# Those considering Seperation/Divorce...does your spouse see??



## lovemybabies (Oct 4, 2011)

Hi All,

Just a quick question, for those of you on here considering seperation/divorce...does your spouse see a problem or do they think everything is fine...status quo?

Ive been in this world of limbo for a long time and have brought up the issue many times and nothing changes. My H doesn't bring up our issues at all and thinks everything is fine between us. 

Anyone in the same boat??


----------



## firetiger (Nov 9, 2011)

My H does sees some issues but he thinks that i'm cheating when in reality nothing is going on. Though i have been thinking about a separation/divorce for a year now.


----------



## YinPrincess (Jul 31, 2011)

Yes, my husband sees that we have problems, but he is convinced they're all MY problems. He is much too eager to agree to separate, than he would to agree to work on things... Because I'm the only one who needs work. :facepalm:

I really consider divorce based on the fact that nothing will improve if he can't see the areas he could be improving in... 
_Posted via Mobile Device_


----------



## lovemybabies (Oct 4, 2011)

same here, I'm the one with the issues and he said I need to talk to someone to sort out my feelings to get my feelings back for him. He's done nothing to try and make things better and the less it's talked about the better he feels. He calls me hon and sweetie but hasn't tried to rekindle anything, but I"M the one in therapy. I'm so frustrated


----------



## HerToo (Oct 3, 2011)

My W knows all of it. The EA, my lost passion, my counseling sessions, and possibility of divorce.


----------



## RP49D22 (Dec 7, 2011)

firetiger said:


> My H does sees some issues but he thinks that i'm cheating when in reality nothing is going on. Though i have been thinking about a separation/divorce for a year now.
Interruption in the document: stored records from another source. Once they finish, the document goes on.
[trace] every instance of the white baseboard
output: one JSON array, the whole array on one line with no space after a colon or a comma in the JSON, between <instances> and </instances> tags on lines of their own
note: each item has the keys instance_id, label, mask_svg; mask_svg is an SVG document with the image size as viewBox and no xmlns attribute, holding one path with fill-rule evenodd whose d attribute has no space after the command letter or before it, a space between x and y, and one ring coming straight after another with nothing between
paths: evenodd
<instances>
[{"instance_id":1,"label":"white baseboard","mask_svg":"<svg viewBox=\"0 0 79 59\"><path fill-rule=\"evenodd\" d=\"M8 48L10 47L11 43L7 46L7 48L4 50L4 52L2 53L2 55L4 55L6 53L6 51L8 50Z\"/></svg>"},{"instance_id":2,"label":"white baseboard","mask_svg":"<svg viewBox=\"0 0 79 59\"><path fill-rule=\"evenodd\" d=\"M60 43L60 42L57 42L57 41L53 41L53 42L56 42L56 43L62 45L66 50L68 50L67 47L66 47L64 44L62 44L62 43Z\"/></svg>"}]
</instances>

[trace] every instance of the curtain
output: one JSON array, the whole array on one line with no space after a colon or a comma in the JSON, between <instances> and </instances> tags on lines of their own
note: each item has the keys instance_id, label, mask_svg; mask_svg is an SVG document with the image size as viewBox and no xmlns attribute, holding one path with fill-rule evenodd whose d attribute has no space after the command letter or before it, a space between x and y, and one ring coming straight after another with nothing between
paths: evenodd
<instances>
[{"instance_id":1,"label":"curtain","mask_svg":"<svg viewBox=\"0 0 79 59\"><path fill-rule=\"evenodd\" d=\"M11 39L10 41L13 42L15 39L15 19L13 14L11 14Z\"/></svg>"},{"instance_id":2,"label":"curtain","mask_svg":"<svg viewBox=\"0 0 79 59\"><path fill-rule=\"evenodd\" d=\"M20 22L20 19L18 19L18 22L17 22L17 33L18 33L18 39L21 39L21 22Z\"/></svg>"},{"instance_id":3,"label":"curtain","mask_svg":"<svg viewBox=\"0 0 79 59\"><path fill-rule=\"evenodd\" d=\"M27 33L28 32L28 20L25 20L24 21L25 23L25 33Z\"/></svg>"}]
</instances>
As a husband going through potential separation issues, I have a little perspective I suppose. Maybe we can help each other here. 

I recognize the issues, I have been controlling and never saw it for years...don't know why, the light bulb just didn't go on. Finally three weeks ago when my wife said it again, I happen to read some articles and realized that I have a behavior that needs to be changed. I have been diligent for 3 weeks, while she's asked for space. 

I didn't think any cheating was going on prior to this. Now, I find out that she has some friends across town that I never knew about (girl friends/work friends) who all started at the same time. My wife has been so secretive and does not communicate with me, so I have no alternative but to think now that something may be going on. 

My wife wants to go to a little get together with these work friends that I just learned of yesterday...for the first time. I didn't know they existed, I have no clue who they are...good people or bad influence....so now I am suspicious. 

I would suggest you be open and honest with your husband and communicate as much as possible. Don't hind things because they feed the "cheating" fear.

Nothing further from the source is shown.